Gotham’s criminal underworld is currently facing pressure from two fronts: on the one side, a bank that the mob uses for laundering money has just been robbed by a band of hood led by a mysterious figure called the Joker. On the other side, Batman and Lieutenant James Gordon have just recruited idealistic district attorney Harvey Dent to dismantle the mob through legal channels. When their accountant, Lau, reveals that he has hidden their money and fled to Hong Kong to pre-empt the D.A.’s plan, the Joker crashes the meeting, offering to kill Batman for the simple fee of half their funds. Nothing happening, they say. Kill the Joker, they say. Whatever, the Joker says. A little tip to all future mob bosses: if a complete psycho offers to show you a magic trick, SAY NO. It might not help, but at least you tried. Needless to say, nobody is likely to argue with a man that just jammed a pencil into their boss’s eye socket. However, the Joker’s motives, insofar as he has any, seem to be unrelated to money or power, and rather based on the theory that anyone can be corrupted, even the legendary Dark Knight himself. When he sets his sights on white knight Harvey Dent as an object lesson in this, things take a horrifying turn that has Batman questioning his own role in keeping the city safe…

Let me start out my saying that prettyboy Heath Ledger has managed to pull off the impossible: he can be scarier than Jack Nicholson. His portrayal of the Joker in this film was no sadistic clown with a circus shtick, no merry giggler with a fondness for deadly laughing gas and explosives. He as completely frapping out of his mind. He was chaos – a spanner in everyone’s works, determined to make everyone as psychotic as him, convinced that all it takes is one sufficiently bad day to make someone snap. He laughs because life and death and our insipid little rules of human interaction mean nothing to him. The Joker is the iconic villain of the Bat-mythos. He’s meant to be scary. He’s one of the reasons clowns are scary. He’s the villain we love to hate, but can’t kill because he’s just too damn awesome. Ledger absolutely nailed it – which kind of sucks in a way, in light of the actor’s death, because there is little hope that anyone could replace him as the Joker in the Nolanverse.

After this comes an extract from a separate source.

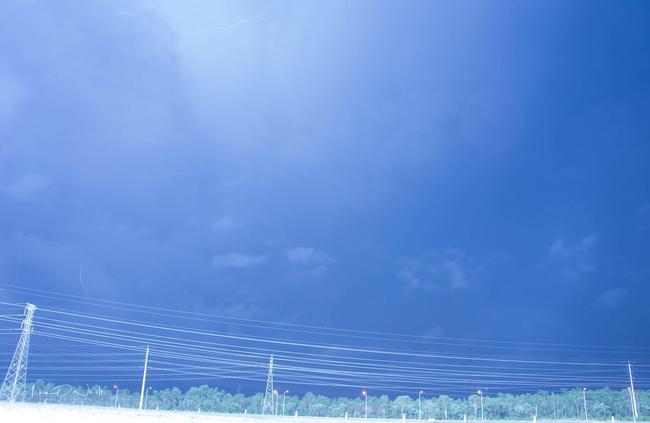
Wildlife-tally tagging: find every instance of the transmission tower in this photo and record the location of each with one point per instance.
(14, 383)
(268, 394)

In a mild contrast to the Joker, Eckhart’s portrayal as the tragic, fallen paladin Harvey Dent/Two-Face works not on chaos but on law – but law can be just as unforgiving as chaos. The Two-Face effects were well-done – not cartoony and extreme like the Batman & Robin portrayal, but realistically disturbing, looking like he actually had his face dipped in flammable chemicals and set alight. (Incidentally, the effects guys were going to have the burns look more subdued and more realistic, but test audiences were literally getting sick in the theaters, so they said, “Screw it – dial up the burns all the way!”) It is easy to draw parallels between Dent’s fall and the tightrope that Batman walks every day: “Look at how hard he snapped; if I’m not careful that could be me.” While Dent walked in the sunlight, Bats walks in darkness, meaning that his tipping point is potentially both thinner and murkier – how far does he need to go to keep Gotham safe? How far is he willing to go to keep Gotham safe? How far can he go before Batman himself becomes a danger? Nolan’s multilayered portrayal of good and evil (and all the shades of gray in between) gives the Bat franchise a depth and complexity that hasn’t been seen in a while; you can’t always tell who the good guys and bad guys are. Under the right circumstances, they can be the same person.

If you enjoyed the gritty “real-world” vibe that Nolan has imparter to the Batverse, and you like your heroes flawed and your villains terrifyingly plausible, check out The Dark Knight. It deserves a place in any Batman fan’s movie collection.